As COVID-19 began to spread worldwide in 2020, the importance of proper hygiene and frequent handwashing was emphasized to inhibit infection rates. However, as a result of this increased emphasis on hand hygiene, dermatologic conditions became more common, specifically among health care workers who frequently wash their hands.
According to a study published online in the Journal of Education, Health and Sport, the rates of hand eczema among health care workers spiked during the COVID-19 pandemic.
“The prevalence of hand eczema among health care professionals working in COVID-19 units has grown, and it has been linked to increased hand sanitation habits,” the study authors wrote.
Because of the significantly greater attention on hand hygiene during the pandemic—specifically among health care workers—the study authors sought to evaluate how some hygiene products impacted hand eczema rates.

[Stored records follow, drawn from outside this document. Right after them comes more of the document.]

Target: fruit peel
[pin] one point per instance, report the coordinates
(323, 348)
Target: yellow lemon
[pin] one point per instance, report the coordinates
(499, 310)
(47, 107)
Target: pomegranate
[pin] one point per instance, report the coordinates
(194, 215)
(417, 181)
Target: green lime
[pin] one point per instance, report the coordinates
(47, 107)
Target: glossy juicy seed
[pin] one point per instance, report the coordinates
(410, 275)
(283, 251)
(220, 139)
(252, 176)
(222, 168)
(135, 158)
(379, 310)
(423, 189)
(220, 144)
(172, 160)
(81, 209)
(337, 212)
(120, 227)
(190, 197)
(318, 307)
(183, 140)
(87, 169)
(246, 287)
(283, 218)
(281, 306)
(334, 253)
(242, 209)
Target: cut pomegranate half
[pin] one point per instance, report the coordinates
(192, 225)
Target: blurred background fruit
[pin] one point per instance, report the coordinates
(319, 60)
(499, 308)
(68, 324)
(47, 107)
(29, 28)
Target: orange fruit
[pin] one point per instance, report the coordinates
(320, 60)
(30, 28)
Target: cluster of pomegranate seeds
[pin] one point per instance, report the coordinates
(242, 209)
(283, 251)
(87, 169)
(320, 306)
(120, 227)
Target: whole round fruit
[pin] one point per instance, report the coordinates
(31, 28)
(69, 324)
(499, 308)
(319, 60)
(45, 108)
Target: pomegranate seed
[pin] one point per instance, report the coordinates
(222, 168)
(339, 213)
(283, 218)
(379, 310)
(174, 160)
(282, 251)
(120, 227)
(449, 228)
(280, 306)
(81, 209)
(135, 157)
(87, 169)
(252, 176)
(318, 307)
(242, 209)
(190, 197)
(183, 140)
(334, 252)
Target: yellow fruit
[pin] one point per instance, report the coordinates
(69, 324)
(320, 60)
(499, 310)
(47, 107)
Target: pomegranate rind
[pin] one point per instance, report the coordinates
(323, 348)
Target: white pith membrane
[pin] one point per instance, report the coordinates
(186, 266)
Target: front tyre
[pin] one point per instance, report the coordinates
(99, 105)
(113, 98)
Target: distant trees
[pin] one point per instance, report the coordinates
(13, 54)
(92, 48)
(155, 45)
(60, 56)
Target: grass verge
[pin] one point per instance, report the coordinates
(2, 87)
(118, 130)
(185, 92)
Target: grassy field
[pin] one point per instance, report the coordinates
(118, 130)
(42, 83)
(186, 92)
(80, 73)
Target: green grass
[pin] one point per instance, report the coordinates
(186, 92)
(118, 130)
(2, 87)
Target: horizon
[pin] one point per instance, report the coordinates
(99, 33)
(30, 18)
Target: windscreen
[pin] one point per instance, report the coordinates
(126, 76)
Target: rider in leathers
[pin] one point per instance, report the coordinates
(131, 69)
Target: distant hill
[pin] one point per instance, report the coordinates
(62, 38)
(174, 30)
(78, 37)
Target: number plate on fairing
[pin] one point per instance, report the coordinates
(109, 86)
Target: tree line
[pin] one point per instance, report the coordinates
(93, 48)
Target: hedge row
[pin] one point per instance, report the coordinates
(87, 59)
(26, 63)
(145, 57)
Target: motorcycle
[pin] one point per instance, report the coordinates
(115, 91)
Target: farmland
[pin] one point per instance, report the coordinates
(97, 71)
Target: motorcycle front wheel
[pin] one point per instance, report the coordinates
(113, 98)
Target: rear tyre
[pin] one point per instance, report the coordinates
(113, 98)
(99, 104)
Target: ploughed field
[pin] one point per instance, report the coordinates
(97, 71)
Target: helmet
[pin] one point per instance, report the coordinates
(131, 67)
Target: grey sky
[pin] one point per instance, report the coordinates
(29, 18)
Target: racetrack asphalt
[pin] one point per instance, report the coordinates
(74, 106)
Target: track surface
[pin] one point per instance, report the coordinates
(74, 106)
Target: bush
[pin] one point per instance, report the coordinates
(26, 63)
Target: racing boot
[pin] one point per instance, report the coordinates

The study was conducted by the Military Medical Academy Memorial Teaching Hospital of the Medical University of Lodz in Poland.
“The purpose of the study was to examine the prevalence of hand eczema as a consequence of more intensive hand hygiene among health care workers during COVID-19 pandemic,” the study authors wrote.
The investigators performed searches in databases such as PubMed and Google Scholar for keywords such as hand eczema, hand dermatitis, SARS-CoV-2, atopic dermatitis, and COVID-19. The data show that health care workers had developed increased rates of hand eczema during the COVID-19 pandemic.
The study authors said that the risk for hand eczema was greater during the pandemic because of factors that included the common use of alcohol-based hand sanitizers, glove use, hand hygiene product use, prior history of atopic dermatitis, and being of the female sex.
“Findings demonstrated positive correlation between hand eczema prevalence among healthcare professionals and COVID-19 pandemic,” the study authors wrote.
The investigators noted that the excessive hand hygiene practices eroded the hand’s natural skin barrier function, which subsequently caused hand eczema.
The study authors also noted that using preventative skincare products may help to lower the risk for hand eczema. They cited commonly used products for eczema prevention, such as moisturizing creams; however, the study authors did not outline the specifics of which interventions work best.
“Hand washing and the use of disinfectants disrupt the natural skin barrier function, leading to allergic and irritating hand eczema,” the study authors concluded. “In order to continue practicing hand hygiene during the continuing pandemic, proper prevention strategies and education should be implemented.”
SROCZYŃSKA, Monika, LUCHOWSKA, Anna & ŻACZEK, Aleksandra. Hand eczema prevalence among healthcare workers during COVID-19 pandemic – a systematic review. Journal of Education, Health and Sport [online]. 23 December 2022, T. 13, nr 2, s. 136–141. [accessed 4.1.2023]. DOI 10.12775/JEHS.2023.13.02.019.